Table of Contents
ISRN Virology
Volume 2013, Article ID 924057, 7 pages
Research Article

Immunogenicity of NS4b Dengue 3 Virus Mimotope Presented to the Immune System as Multiple Antigen Peptide System

1Finlay Institute, calle 27, No. 19805, La Lisa, AP 16017, cod 11600 Havana, Cuba
2Department of Virology, PAHO/WHO Collaborating Center for the Study of Dengue and Its Vector, Pedro Kourí Tropical Medicine Institute (IPK), Autopista Novia del Mediodía Km 6, Apdo 601, Marianao 13, Havana, Cuba
3Center for Genetic Engineering and Biotechnology (CIGB), Avenue 31, P.O. Box 6162, 10600 Habana, Cuba
4Institute of Infection, Immunity and Inflammation, Glasgow Biomedical Research Centre, University of Glasgow, 120 University Place, Glasgow G12 8TA, UK

Received 27 June 2013; Accepted 17 July 2013

Academic Editors: H. Imataka, P. Luksamijarulkul, M. Magnani, and S. Pöhlmann

Copyright © 2013 Nevis Amin et al. This is an open access article distributed under the Creative Commons Attribution License, which permits unrestricted use, distribution, and reproduction in any medium, provided the original work is properly cited.

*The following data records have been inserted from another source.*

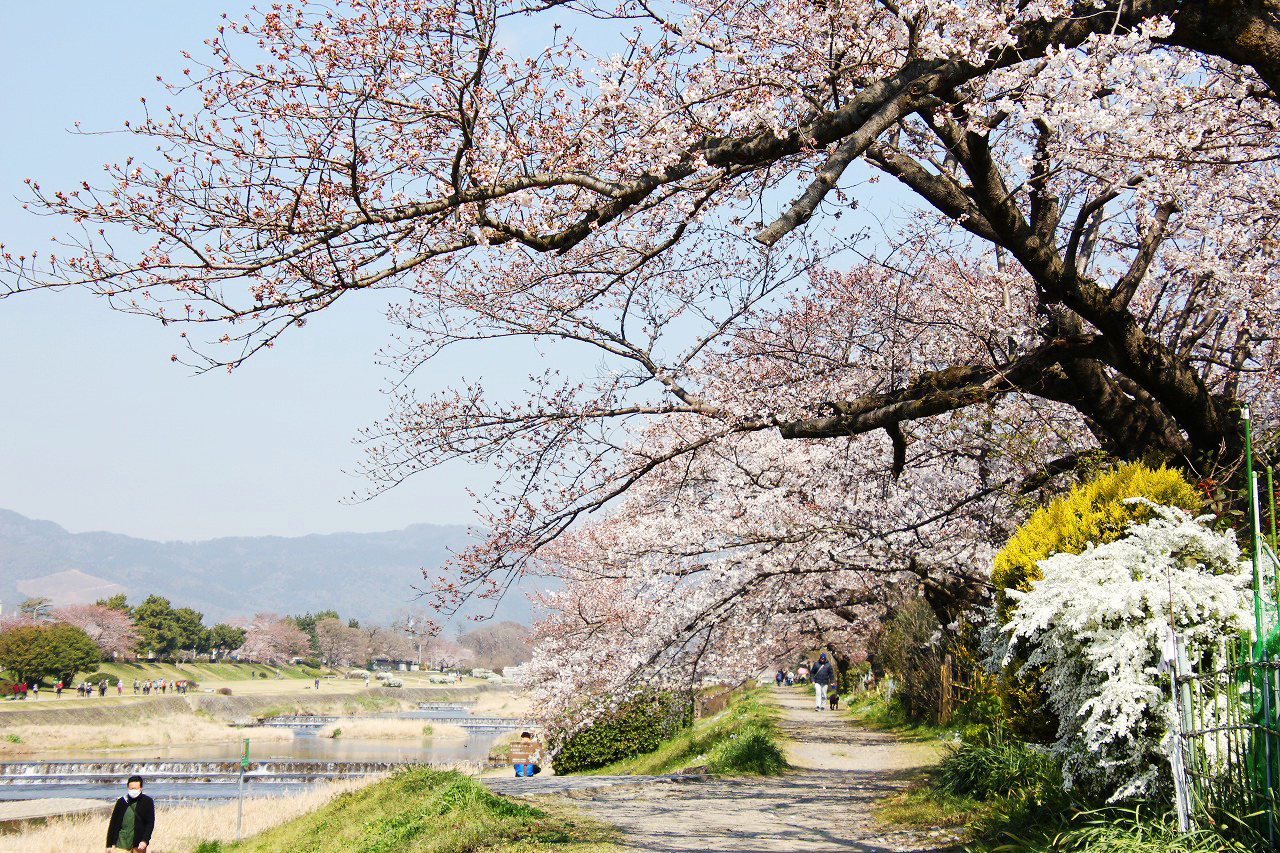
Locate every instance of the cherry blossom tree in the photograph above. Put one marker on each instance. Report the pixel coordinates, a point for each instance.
(110, 629)
(337, 642)
(1083, 256)
(272, 639)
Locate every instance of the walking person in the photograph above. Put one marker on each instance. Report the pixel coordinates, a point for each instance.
(823, 676)
(132, 820)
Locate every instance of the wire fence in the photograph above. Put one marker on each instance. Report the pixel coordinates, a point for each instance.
(1229, 737)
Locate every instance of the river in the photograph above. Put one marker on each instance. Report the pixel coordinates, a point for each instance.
(211, 771)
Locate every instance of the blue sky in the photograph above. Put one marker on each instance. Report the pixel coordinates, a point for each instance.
(100, 430)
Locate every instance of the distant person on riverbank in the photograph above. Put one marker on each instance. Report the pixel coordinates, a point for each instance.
(823, 678)
(132, 820)
(526, 756)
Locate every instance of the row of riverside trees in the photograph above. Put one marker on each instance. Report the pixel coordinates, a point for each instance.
(45, 642)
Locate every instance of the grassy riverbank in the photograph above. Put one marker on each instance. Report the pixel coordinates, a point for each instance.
(741, 739)
(428, 811)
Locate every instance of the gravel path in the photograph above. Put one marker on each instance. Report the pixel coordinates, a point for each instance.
(822, 804)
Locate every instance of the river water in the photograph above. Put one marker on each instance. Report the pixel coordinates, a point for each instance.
(183, 772)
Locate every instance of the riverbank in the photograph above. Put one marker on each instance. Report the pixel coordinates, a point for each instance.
(53, 726)
(27, 828)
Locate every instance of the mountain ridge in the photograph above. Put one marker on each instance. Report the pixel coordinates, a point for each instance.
(361, 575)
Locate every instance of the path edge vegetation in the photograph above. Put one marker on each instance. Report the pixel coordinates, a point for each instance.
(743, 739)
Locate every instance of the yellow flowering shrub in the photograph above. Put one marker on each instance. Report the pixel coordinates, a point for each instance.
(1093, 511)
(1096, 512)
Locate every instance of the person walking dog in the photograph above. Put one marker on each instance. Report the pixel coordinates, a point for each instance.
(823, 676)
(132, 820)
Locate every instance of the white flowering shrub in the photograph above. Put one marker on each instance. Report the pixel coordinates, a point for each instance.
(1095, 625)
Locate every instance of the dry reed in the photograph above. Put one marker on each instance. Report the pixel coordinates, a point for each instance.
(502, 703)
(160, 731)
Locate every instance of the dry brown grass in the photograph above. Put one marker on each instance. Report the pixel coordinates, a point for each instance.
(178, 828)
(502, 703)
(378, 729)
(159, 731)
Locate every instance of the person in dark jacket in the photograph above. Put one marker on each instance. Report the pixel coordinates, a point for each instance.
(132, 820)
(823, 676)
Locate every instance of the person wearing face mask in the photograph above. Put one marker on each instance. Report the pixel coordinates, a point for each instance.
(132, 820)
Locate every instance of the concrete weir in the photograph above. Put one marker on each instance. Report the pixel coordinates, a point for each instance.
(105, 772)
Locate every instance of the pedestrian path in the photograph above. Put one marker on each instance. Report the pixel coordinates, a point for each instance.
(822, 804)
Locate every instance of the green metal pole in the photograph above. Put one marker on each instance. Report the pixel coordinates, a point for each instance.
(1251, 495)
(1271, 496)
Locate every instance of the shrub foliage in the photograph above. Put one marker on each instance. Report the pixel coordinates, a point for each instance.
(1092, 512)
(636, 728)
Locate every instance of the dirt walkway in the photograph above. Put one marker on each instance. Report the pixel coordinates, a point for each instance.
(822, 804)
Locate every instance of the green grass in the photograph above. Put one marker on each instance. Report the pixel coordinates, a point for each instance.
(419, 810)
(128, 671)
(741, 739)
(874, 712)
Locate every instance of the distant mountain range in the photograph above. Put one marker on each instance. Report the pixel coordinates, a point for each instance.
(361, 575)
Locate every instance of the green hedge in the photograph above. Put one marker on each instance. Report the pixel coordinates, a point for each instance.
(638, 728)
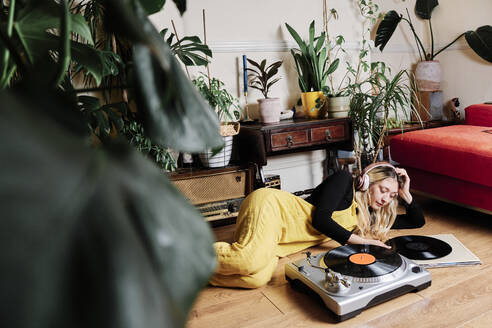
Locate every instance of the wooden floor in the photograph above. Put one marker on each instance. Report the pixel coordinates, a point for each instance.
(458, 296)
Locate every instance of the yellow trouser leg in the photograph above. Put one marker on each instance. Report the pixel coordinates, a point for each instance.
(254, 280)
(253, 254)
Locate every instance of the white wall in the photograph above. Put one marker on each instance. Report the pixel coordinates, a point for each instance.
(256, 28)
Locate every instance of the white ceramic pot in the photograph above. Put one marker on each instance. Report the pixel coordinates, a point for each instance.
(428, 75)
(220, 159)
(338, 107)
(269, 109)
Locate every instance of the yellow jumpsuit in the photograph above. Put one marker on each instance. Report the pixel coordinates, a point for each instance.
(270, 223)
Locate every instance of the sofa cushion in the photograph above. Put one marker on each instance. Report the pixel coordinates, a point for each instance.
(480, 114)
(459, 151)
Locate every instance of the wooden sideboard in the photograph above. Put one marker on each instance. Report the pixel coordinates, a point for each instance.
(257, 141)
(296, 135)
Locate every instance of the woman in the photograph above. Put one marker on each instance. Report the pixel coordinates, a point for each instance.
(273, 223)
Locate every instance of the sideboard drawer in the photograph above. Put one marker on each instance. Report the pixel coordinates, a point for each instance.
(289, 139)
(328, 133)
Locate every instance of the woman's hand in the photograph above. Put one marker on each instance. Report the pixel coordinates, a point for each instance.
(404, 191)
(354, 239)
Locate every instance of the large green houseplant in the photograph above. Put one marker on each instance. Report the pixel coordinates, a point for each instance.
(226, 107)
(428, 69)
(313, 70)
(113, 243)
(262, 77)
(378, 102)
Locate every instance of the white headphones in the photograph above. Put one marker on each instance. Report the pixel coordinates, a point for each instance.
(363, 180)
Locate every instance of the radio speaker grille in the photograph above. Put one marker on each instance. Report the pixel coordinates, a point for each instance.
(213, 188)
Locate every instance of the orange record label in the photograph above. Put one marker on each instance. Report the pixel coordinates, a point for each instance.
(362, 258)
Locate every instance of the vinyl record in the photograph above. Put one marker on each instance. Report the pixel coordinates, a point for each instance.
(363, 261)
(420, 247)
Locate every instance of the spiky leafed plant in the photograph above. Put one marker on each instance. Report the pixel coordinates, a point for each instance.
(262, 78)
(311, 62)
(370, 111)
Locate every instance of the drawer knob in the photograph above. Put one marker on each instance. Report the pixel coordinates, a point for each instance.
(290, 141)
(328, 134)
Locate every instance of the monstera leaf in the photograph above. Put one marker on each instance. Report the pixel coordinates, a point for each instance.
(481, 41)
(386, 29)
(424, 8)
(153, 6)
(175, 115)
(90, 238)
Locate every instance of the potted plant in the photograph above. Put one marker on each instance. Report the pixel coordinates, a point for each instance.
(228, 114)
(313, 70)
(378, 103)
(338, 98)
(428, 71)
(262, 78)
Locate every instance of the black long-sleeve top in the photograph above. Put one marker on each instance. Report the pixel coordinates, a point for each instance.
(335, 194)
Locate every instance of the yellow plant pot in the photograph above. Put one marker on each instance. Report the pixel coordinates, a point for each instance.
(313, 104)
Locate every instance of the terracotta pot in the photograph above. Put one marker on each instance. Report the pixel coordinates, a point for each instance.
(269, 109)
(314, 104)
(428, 75)
(338, 107)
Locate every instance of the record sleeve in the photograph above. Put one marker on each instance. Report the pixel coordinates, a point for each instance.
(459, 256)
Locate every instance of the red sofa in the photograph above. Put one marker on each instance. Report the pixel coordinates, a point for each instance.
(452, 163)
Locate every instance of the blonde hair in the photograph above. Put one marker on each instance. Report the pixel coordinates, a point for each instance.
(376, 224)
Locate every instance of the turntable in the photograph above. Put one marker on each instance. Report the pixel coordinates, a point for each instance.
(352, 278)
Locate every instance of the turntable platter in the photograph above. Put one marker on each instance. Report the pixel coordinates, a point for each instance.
(362, 261)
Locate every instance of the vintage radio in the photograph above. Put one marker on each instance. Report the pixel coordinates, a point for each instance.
(272, 181)
(217, 193)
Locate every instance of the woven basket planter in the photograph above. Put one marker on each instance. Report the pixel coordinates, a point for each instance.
(223, 157)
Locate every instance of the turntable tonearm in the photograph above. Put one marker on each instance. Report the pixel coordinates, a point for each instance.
(354, 277)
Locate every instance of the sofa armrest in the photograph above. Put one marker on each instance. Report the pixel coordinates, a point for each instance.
(479, 114)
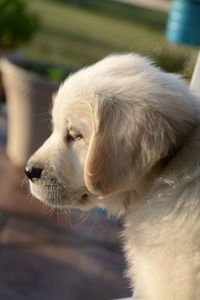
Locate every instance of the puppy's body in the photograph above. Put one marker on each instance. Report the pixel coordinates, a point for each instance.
(126, 137)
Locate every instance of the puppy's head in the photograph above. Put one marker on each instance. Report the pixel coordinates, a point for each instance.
(112, 122)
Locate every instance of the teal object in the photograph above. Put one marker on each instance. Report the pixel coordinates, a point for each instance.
(183, 24)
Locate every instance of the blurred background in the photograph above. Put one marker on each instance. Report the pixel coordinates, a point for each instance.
(45, 253)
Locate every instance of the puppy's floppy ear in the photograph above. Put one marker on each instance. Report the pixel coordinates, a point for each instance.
(110, 156)
(126, 142)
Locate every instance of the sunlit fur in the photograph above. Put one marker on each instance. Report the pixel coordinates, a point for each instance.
(139, 156)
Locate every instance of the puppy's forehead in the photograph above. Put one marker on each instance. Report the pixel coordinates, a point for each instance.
(71, 105)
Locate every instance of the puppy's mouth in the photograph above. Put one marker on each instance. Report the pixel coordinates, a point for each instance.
(56, 194)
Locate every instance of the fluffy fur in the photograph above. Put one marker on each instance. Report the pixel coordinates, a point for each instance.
(126, 137)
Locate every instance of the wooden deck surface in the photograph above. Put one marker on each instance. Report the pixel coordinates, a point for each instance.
(54, 255)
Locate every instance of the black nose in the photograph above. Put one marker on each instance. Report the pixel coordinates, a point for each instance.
(33, 172)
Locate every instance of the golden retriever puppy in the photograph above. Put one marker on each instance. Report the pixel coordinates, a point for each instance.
(126, 138)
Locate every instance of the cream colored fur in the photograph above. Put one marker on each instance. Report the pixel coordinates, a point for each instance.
(126, 137)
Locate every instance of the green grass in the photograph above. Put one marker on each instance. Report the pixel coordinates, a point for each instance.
(82, 34)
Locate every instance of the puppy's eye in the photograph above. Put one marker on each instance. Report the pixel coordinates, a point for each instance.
(73, 136)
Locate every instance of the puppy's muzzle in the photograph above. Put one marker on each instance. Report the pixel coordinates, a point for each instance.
(33, 172)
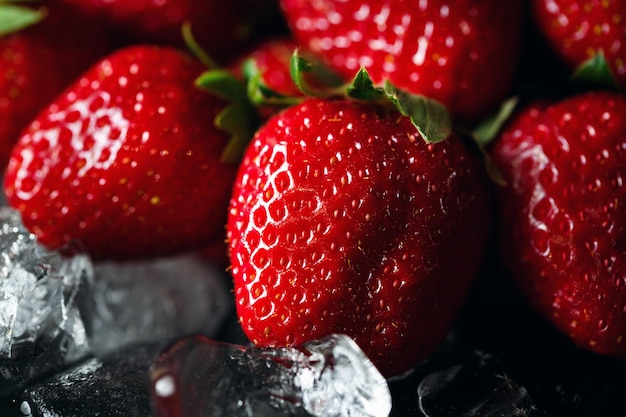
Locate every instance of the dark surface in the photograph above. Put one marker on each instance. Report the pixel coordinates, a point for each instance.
(560, 378)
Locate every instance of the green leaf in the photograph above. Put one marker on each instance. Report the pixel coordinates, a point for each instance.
(430, 117)
(14, 18)
(239, 120)
(223, 84)
(487, 130)
(195, 48)
(298, 66)
(258, 92)
(595, 71)
(362, 87)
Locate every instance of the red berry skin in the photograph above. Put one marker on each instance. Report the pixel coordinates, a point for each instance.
(126, 160)
(343, 220)
(579, 30)
(222, 28)
(562, 218)
(39, 62)
(462, 53)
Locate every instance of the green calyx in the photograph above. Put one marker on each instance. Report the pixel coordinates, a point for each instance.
(258, 92)
(429, 116)
(15, 17)
(239, 118)
(595, 72)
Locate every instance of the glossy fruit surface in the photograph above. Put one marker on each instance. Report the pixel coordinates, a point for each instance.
(36, 66)
(344, 220)
(577, 31)
(562, 213)
(127, 160)
(462, 53)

The availability of random peptide libraries displayed on bacteriophage (RPL) has provided a powerful tool for selecting sequences that mimic binding properties of natural antigen epitopes (mimotopes). These mimotopes can be used for vaccine design, drug development, and diagnostic assays. Several mimotopes have been shown to induce production of antibodies against the natural antigen. We have previously identified four dengue virus mimotopes from a phage-displayed peptide library using antidengue 3 human sera. Three of them showed similarity in their amino acid sequences with the NS4b proteins of dengue. Few studies have examined the role of NS4b proteins in the antibody response to dengue virus infection. A multiple antigen peptide (MAP) system was chemically synthesized containing this mimotope (NS4b MAP), and BALB/c mice were immunized to evaluate its immunogenicity. Antipeptide responses were induced and recognised DENV-3 infected cells as determined by immunofluorescence. The high levels of the IgG2a subtype against NS4bMAP suggest the induction of a Th1-like response. Our findings suggest that the NS4b mimotope might be a useful tool for the development of multiepitope diagnostic assays, dengue virus vaccine design, and pathogenesis studies.